Percec Ivona, Plenge Robert M, Nadeau Joseph H, Bartolomei Marisa S, Willard Huntington F
Howard Hughes Medical Institute and Department of Cell and Developmental Biology, University of Pennsylvania School of Medicine, Philadelphia, PA 19104, USA.
Science. 2002 May 10;296(5570):1136-9. doi: 10.1126/science.1070087.

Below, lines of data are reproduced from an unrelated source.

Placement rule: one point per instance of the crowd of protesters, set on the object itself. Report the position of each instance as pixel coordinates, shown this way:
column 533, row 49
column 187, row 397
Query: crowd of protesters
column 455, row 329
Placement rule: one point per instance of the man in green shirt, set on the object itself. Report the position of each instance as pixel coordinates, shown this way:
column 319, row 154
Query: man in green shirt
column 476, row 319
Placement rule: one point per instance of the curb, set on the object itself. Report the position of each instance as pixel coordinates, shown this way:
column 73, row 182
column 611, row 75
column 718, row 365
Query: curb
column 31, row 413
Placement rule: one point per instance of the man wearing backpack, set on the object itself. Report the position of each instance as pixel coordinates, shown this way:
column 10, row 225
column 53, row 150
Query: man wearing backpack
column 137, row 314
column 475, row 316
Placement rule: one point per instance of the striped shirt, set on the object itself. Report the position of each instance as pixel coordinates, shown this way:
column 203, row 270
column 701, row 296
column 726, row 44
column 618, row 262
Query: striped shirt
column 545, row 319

X chromosome inactivation is the silencing mechanism eutherian mammals use to equalize the expression of X-linked genes between males and females early in embryonic development. In the mouse, genetic control of inactivation requires elements within the X inactivation center (Xic) on the X chromosome that influence the choice of which X chromosome is to be inactivated in individual cells. It has long been posited that unidentified autosomal factors are essential to the process. We have used chemical mutagenesis in the mouse to identify specific factors involved in X inactivation and report two genetically distinct autosomal mutations with dominant effects on X chromosome choice early in embryogenesis.
X染色体失活是真兽亚纲哺乳动物在胚胎发育早期用于使雄性和雌性之间X连锁基因表达均等化的沉默机制。在小鼠中,失活的遗传控制需要X染色体上X失活中心(Xic)内的元件,这些元件影响单个细胞中哪条X染色体将被失活的选择。长期以来人们一直认为,未知的常染色体因子对这一过程至关重要。我们利用小鼠的化学诱变来鉴定参与X染色体失活的特定因子,并报告了两个在胚胎发生早期对X染色体选择具有显性作用的遗传上不同的常染色体突变。